Though by the end of the work session most members of the board had expressed cautious interest in repealing some of the district's mitigation rules, there was not broad consensus on which protocols should be rescinded first.

With the FDA's emergency approval of a vaccine dose for children ages 5-11 last week, Bradford suggested the board consider making masks optional for vaccinated students once there has been ample opportunity for students to get vaccinated — perhaps soon after students return from the district's Christmas break.

There was some agreement between a handful of board members that the district ought to consider making masks optional in gym classes, a recurring source of frustration for many parents who have spoken at meetings in the past several months.

Still, District COVID Communications and Public Relations Director Linnaea Troina urged that any changes to risk levels be implemented separately, not all at once, to see whether the changes are working as intended.

Braxton Zink, the board's student member, agreed. Under last year's Smart Start mitigation plan, he said that he often felt frustrated by constantly switching between remote work and in-person learning. This year has been a dramatic improvement by virtue of being fully in-person, he said, even at a high risk level.

"Like, going on PE, yeah, it's terrible, it's inconvenient to have a gross mask," said Zink. "But what's worse than having a gross mask in PE? Not being able to go to PE at all. What's worse than having a slight inconvenience because a teacher tells you to ... put your mask back up? Not being able to be in that classroom at all."

Tabb also mentioned that, "to our conversation last week about our fiscal challenges, we have a self-financed health insurance plan. I'm concerned that the district cannot afford a COVID outbreak among staff — there's very significant costs that are encumbered with that," a statement to which District Business Manager Katie Parrott nodded.

Board Clerk-Treasurer Bridget Mattson added: "My stated goal, and I believe ... at the beginning of this year, our goal was to keep children in school, period. It wasn't necessarily any more to mitigate risk a small risk, but it was to keep children in school. And part of that consideration is the staff. The reality is, is that, we are seeing teachers with COVID now, even teachers that are vaccinated. And the nice thing is, is that, there's some great, I mean, like, antivirals are getting approved, and we're in a very different situation mortality-wise than we were a year ago, which is wonderful. The reality is, is that we can't run schools without staff. And if we have a lot of spread amongst our staff due to taking off mitigation, we have to consider, kind of like Braxton talked about, not being able to be in school."

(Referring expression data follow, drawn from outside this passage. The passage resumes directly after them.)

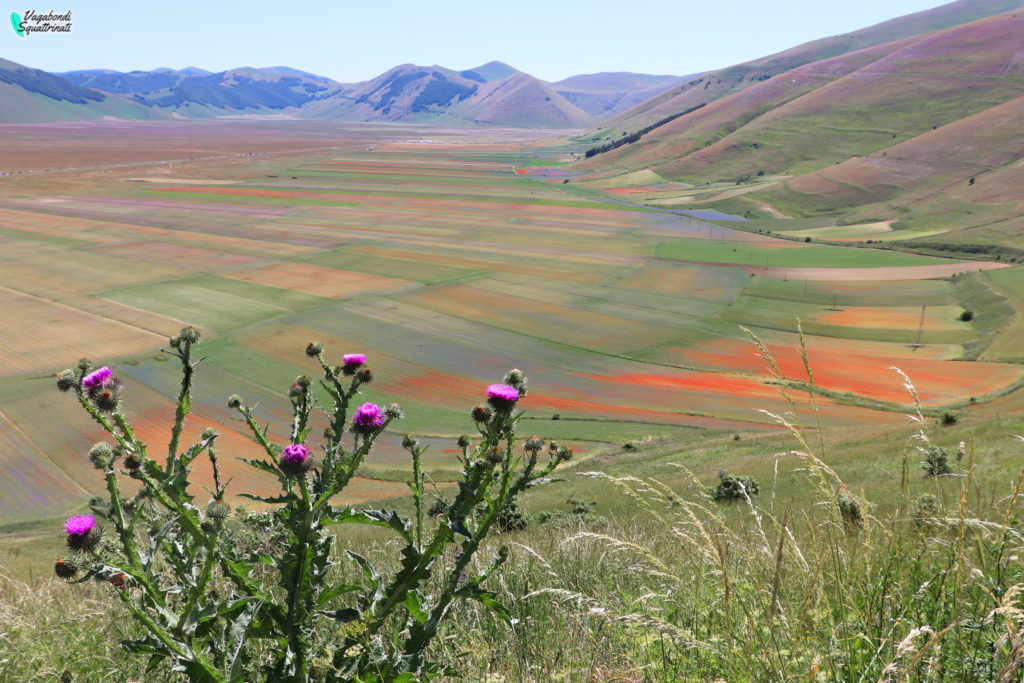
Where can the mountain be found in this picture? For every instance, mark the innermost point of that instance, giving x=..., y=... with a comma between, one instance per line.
x=493, y=71
x=609, y=93
x=198, y=93
x=435, y=94
x=713, y=86
x=31, y=95
x=924, y=129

Mattson suggested following the lead of the Anchorage School District, which has kept its mask requirement but eliminated "close contact quarantining in order to keep their students in school because they believe, full stop, the safest place for their students is at school," she explained. "Full stop. So unless they're symptomatic for COVID, where they would have to go home, they don't close contact quarantine, in order to keep children in school."

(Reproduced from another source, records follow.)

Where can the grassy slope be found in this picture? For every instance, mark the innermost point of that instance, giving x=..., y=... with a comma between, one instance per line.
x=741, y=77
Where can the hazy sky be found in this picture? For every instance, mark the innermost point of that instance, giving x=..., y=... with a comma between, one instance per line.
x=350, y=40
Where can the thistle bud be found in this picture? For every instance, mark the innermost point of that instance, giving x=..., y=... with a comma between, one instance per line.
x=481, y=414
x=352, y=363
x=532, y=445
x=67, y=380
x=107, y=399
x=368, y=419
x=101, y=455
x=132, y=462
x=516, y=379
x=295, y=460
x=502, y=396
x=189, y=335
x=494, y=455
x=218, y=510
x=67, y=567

Board members also suggested that if mitigation protocols are to be rolled back, that process should begin with Kayhi, because, compared to schools with younger students, "there is nobody at that school that has not been given every opportunity to protect themselves (with the vaccine.)" Mattson and Anderson suggested that Revilla Junior Senior High School and Schoenbar Middle School be included in making those changes by a similar reasoning.

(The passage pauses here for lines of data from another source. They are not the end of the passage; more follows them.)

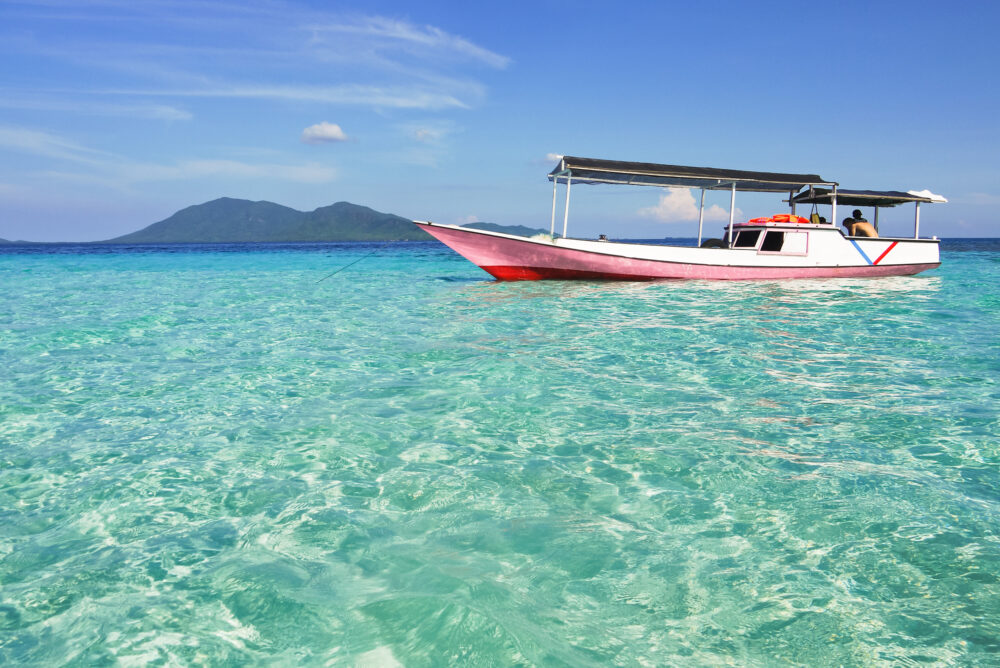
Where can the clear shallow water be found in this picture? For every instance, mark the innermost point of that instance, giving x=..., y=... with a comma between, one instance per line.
x=207, y=456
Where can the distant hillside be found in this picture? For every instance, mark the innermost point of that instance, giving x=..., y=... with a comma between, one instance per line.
x=228, y=220
x=518, y=230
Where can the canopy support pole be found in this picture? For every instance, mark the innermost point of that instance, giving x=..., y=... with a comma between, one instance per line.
x=569, y=182
x=701, y=216
x=732, y=213
x=552, y=227
x=833, y=202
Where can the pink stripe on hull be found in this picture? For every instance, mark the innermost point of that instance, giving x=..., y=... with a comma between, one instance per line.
x=517, y=260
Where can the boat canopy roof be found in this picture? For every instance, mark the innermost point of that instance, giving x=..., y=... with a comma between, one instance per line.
x=591, y=170
x=881, y=198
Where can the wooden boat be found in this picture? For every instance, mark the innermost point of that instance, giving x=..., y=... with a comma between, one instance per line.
x=777, y=247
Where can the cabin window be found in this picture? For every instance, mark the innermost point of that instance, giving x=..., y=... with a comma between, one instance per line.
x=746, y=239
x=772, y=242
x=796, y=243
x=786, y=243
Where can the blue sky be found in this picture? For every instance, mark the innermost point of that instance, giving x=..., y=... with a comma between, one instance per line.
x=114, y=114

By a majority show of hands, the board agreed to call a special meeting next Wednesday to discuss some of those changes, including whether to set a possible date for rolling back some of the Start Strong health protocols. The meeting would include time for public comment, which would be limited to five minutes for each person testifying.

An agenda-setting meeting for that special meeting is scheduled for 9 a.m. on Friday.

Also on Wednesday, the board unanimously approved a Ketchikan High School softball team trip to South Carolina in April and approved a policy revision to clarify what can be discussed in the board's agenda-setting meetings.